In particular, FMI asked the FTC not to require divestitures of an entire package of stores to a single buyer. “This policy makes it almost impossible for smaller companies to purchase divested stores,” said FMI President and CEO Tim Hammonds. “Independents or small chains are often interested in buying a portion of such stores, but a single-buyer policy prevents them from doing so.”
FMI told the agency that its traditional approach has resulted in a widely held perception of bias against smaller operators.
In addition, FMI encouraged the commission to be more open to allowing companies to buy divested stores in the markets where they operate. Such smaller food retailers often know more about local market conditions, increasing the likelihood that the stores they purchase will succeed.
FMI noted that independents are supported by grocery wholesalers, bringing them services and resources that enable them to compete effectively with larger companies.

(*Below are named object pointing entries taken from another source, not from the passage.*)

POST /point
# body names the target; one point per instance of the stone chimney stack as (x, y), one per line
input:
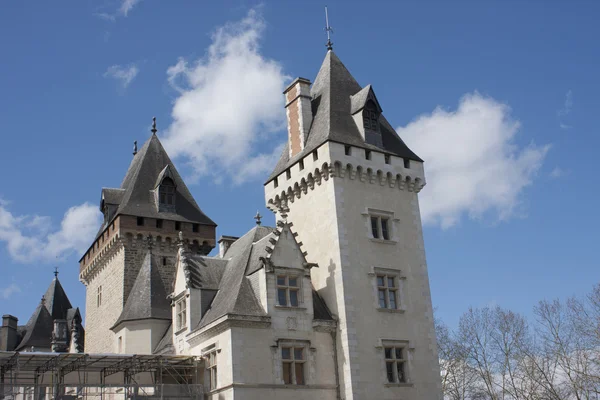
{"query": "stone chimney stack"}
(299, 114)
(224, 243)
(8, 333)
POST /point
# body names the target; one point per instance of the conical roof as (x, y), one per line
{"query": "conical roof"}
(38, 331)
(56, 300)
(332, 118)
(148, 297)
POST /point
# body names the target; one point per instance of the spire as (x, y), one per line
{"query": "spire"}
(329, 30)
(154, 130)
(257, 217)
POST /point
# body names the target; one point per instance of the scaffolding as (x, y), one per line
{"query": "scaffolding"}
(48, 376)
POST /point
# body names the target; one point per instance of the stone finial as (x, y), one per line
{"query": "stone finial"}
(329, 31)
(258, 217)
(154, 130)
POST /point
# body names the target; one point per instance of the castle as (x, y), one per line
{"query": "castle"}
(331, 303)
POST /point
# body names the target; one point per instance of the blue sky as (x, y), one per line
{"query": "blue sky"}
(498, 97)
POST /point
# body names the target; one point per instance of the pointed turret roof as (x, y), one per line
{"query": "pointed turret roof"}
(134, 197)
(148, 297)
(332, 119)
(38, 331)
(56, 300)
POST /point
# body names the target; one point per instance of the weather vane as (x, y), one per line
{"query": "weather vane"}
(329, 30)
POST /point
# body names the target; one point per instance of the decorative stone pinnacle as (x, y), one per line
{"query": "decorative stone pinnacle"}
(149, 242)
(257, 217)
(329, 31)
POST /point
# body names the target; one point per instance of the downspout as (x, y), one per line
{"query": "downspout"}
(335, 362)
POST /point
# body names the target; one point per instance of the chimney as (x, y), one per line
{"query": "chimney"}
(60, 336)
(299, 114)
(8, 333)
(224, 243)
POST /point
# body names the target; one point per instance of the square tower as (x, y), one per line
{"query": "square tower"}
(153, 201)
(350, 186)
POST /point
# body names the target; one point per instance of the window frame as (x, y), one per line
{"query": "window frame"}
(288, 289)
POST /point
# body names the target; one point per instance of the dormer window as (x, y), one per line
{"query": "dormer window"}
(166, 192)
(370, 116)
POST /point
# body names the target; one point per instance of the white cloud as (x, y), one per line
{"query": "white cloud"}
(124, 74)
(557, 172)
(8, 291)
(29, 238)
(473, 165)
(126, 6)
(229, 106)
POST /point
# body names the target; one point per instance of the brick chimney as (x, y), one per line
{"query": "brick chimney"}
(8, 333)
(299, 114)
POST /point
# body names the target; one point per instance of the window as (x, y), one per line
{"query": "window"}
(370, 116)
(180, 309)
(387, 291)
(293, 360)
(211, 366)
(288, 289)
(395, 364)
(380, 227)
(166, 192)
(99, 296)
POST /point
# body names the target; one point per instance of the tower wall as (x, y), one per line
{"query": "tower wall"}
(329, 202)
(100, 318)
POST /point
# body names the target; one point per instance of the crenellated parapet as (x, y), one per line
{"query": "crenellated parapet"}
(337, 161)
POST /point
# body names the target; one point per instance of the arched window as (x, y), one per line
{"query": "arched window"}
(166, 192)
(370, 116)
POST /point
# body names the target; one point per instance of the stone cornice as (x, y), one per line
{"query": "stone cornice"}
(108, 251)
(335, 169)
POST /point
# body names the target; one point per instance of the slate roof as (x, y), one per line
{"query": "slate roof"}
(205, 272)
(55, 305)
(56, 300)
(38, 331)
(165, 345)
(235, 295)
(332, 119)
(148, 297)
(135, 197)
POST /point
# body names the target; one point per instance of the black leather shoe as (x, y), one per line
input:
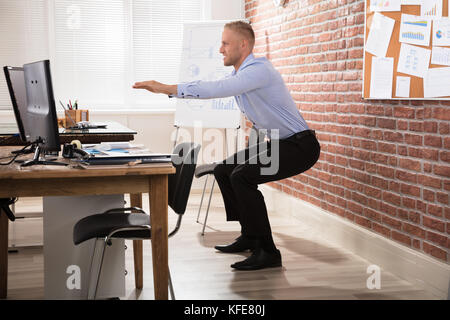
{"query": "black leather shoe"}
(240, 245)
(260, 259)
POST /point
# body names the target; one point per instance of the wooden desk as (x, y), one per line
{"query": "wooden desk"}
(39, 181)
(113, 132)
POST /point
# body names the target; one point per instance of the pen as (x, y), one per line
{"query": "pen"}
(67, 113)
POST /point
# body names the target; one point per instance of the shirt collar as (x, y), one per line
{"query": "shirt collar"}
(247, 60)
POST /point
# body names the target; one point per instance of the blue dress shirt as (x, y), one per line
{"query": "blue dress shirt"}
(260, 94)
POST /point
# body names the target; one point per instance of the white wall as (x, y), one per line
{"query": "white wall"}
(224, 9)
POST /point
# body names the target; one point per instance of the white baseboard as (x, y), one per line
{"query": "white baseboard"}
(406, 263)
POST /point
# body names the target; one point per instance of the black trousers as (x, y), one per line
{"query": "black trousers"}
(238, 177)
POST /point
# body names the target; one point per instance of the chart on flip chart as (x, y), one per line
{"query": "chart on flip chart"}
(407, 41)
(201, 60)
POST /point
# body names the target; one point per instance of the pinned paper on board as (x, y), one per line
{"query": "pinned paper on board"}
(412, 2)
(382, 76)
(436, 83)
(440, 56)
(441, 32)
(380, 35)
(403, 87)
(385, 5)
(413, 60)
(415, 30)
(431, 8)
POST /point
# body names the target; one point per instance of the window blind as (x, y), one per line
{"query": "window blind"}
(90, 52)
(98, 48)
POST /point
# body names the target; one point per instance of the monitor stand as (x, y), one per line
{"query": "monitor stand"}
(37, 160)
(32, 149)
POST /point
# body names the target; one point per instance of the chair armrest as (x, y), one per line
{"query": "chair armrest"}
(116, 210)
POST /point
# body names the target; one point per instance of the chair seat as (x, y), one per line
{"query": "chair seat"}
(204, 169)
(101, 225)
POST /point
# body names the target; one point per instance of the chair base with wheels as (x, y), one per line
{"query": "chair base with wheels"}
(117, 223)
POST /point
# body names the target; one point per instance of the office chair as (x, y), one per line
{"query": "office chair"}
(205, 169)
(116, 223)
(4, 207)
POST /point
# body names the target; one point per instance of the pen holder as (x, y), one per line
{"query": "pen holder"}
(72, 116)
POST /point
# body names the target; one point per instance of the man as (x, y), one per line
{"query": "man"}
(263, 97)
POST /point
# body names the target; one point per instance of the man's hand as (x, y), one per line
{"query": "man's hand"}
(156, 87)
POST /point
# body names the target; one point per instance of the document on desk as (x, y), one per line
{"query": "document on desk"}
(440, 56)
(403, 87)
(382, 77)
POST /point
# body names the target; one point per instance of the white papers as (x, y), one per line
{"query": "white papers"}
(413, 60)
(385, 5)
(436, 83)
(431, 8)
(441, 32)
(381, 80)
(441, 56)
(403, 87)
(379, 35)
(415, 30)
(412, 2)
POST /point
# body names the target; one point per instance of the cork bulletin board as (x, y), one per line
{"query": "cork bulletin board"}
(420, 87)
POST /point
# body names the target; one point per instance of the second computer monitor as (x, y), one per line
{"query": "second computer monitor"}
(16, 85)
(42, 125)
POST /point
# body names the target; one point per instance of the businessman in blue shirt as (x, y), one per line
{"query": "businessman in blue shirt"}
(263, 97)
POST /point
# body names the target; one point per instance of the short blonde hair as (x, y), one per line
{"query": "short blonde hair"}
(244, 29)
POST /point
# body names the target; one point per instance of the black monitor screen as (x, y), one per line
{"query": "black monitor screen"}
(16, 85)
(41, 112)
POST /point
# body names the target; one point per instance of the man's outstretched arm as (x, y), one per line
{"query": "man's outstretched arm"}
(156, 87)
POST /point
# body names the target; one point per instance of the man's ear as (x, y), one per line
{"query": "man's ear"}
(244, 43)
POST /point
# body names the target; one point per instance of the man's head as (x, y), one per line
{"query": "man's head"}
(238, 40)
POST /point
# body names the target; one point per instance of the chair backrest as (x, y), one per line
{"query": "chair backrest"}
(184, 159)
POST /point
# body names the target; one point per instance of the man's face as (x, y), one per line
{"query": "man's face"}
(231, 47)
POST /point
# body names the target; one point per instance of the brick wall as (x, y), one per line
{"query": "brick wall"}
(384, 164)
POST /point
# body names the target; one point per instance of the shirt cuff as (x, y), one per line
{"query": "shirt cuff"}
(181, 89)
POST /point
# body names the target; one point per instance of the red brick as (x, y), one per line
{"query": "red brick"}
(433, 223)
(397, 224)
(438, 239)
(401, 237)
(442, 170)
(381, 229)
(434, 251)
(414, 230)
(410, 164)
(433, 141)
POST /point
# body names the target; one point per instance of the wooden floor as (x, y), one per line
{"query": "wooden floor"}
(312, 268)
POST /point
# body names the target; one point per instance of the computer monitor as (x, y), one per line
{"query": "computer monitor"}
(16, 85)
(40, 119)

Added Michael Sansolo, president of FMI’s Independent Operator Division, “Changes in these policies would help to level the playing field, giving independents and smaller chains realistic opportunities for become even stronger competitors to the benefit of consumers."
Food Marketing Institute (FMI) conducts programs in public affairs, food safety, research, education and industry relations on behalf of its nearly 1,250 food retail and wholesale member companies in the United States and around the world. FMI’s U.S. members operate more than 25,000 retail food stores and almost 22,000 pharmacies with a combined annual sales volume of nearly $650 billion. FMI’s retail membership is composed of large multi-store chains, regional firms and independent operators. Its international membership includes 126 companies from more than 65 countries. FMI’s nearly 330 associate members include the supplier partners of its retail and wholesale members.